By a stroke of good luck, I have seen three Chekhov plays since the fall in outstanding productions, and I have fallen in love with this melancholy Russian. I said I wasn’t going to talk about theater here; I’m not a reviewer and have never wanted to be one. But having seen Uncle Vanya the other night, a couple of weeks after The Cherry Orchard and a couple of months after The Seagull, I realized why actors are obsessed with these plays.

Chekhov understood longing for something more, something greater. He understood human pain and folly. He certainly understood the boredom of everyday living! Some of his characters are laughably deluded; many are oblivious. On one level, the plays are merely slices of life, which explains why they are done badly so often. But when the actor and part are a good match, and when the rhythm is right, you think… I know these people! That’s ME. 

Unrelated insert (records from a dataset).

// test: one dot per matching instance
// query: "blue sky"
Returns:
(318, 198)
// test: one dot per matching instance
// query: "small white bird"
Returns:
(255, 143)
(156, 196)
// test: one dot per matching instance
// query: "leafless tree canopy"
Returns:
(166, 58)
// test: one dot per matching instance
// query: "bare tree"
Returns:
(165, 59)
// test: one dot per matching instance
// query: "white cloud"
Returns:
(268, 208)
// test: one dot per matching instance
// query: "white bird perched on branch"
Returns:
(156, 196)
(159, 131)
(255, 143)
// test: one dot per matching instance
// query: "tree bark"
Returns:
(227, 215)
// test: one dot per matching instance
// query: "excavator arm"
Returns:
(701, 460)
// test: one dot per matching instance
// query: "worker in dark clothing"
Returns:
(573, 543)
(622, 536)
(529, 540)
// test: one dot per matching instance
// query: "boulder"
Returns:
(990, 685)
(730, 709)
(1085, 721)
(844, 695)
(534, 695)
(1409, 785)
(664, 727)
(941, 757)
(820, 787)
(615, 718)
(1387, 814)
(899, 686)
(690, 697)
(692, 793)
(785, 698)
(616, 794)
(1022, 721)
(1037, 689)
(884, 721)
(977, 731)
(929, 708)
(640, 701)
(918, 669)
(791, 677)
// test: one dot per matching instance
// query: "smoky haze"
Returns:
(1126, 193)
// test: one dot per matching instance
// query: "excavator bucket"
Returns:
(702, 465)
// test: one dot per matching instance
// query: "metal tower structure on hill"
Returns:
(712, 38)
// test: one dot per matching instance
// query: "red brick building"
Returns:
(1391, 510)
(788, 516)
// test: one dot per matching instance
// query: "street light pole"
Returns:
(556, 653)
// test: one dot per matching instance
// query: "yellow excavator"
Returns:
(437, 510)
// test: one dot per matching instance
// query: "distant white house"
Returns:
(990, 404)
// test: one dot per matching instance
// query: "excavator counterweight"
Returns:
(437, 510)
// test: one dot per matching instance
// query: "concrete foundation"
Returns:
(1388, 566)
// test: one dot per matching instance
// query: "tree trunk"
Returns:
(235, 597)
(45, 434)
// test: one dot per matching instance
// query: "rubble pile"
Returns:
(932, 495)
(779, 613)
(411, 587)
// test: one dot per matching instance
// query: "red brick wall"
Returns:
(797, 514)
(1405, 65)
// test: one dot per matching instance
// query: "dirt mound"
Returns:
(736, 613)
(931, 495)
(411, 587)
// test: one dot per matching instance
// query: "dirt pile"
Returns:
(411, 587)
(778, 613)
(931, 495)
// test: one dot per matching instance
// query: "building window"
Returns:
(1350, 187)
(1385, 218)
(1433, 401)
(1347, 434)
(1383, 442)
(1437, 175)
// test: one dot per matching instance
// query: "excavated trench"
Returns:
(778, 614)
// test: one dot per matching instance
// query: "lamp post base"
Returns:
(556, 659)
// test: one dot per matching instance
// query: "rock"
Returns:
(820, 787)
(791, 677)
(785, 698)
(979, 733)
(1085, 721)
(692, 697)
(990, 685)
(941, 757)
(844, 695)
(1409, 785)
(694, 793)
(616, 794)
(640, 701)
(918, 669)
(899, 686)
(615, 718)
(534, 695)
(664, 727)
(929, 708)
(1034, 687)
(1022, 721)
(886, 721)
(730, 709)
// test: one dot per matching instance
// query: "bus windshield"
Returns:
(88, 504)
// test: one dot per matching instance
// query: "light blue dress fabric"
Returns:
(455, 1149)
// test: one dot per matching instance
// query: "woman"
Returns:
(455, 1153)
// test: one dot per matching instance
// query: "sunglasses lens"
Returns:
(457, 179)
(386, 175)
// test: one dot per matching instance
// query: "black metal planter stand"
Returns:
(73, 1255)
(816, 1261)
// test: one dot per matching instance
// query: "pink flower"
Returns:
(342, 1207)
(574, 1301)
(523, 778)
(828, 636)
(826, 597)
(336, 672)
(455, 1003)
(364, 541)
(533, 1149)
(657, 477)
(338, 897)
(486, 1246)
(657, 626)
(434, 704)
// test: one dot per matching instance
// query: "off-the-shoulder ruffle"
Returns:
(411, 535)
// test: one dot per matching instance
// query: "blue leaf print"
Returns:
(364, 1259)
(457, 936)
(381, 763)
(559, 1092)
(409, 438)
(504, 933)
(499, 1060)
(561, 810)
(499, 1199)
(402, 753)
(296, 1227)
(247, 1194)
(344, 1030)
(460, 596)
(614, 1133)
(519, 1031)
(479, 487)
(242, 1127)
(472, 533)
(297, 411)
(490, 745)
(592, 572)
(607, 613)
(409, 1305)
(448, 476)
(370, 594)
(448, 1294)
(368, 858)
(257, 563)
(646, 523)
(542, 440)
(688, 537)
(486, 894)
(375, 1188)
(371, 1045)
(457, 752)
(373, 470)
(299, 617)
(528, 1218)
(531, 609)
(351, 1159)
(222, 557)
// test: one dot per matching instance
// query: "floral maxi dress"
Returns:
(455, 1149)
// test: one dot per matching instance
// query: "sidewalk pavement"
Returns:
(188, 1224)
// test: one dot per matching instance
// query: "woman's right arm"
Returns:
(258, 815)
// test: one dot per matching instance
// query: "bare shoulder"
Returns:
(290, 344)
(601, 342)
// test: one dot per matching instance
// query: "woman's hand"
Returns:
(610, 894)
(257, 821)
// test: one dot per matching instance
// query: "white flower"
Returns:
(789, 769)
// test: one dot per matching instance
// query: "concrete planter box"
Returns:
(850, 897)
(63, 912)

The women in Chekhov are problematic. (I haven’t seen Three Sisters in 20 years; too bad THAT one isn’t coming to town so I can reconsider those girls.) They tend to be over-dramatic pains in the butt, but whatever. He wrote them more than 100 years ago. And by the accounts I’ve read, Chekhov himself loved women and was something of a babe magnet, notwithstanding his TB. 

As for the character of Uncle Vanya — I absolutely adore this man. When his brother-in-law, the full-of-himself old professor, decamps at the dacha with his beautiful young second wife, Vanya proceeds to have a mini-breakdown as he contemplates all those years he spent balancing the ledger book, doing the same old thing day after day. Uncle Vanya is like Peggy Lee, belting, “Is that all there is?!” Watching him rant and lament and wave a pistol is just about the most fun anybody could have in a theater.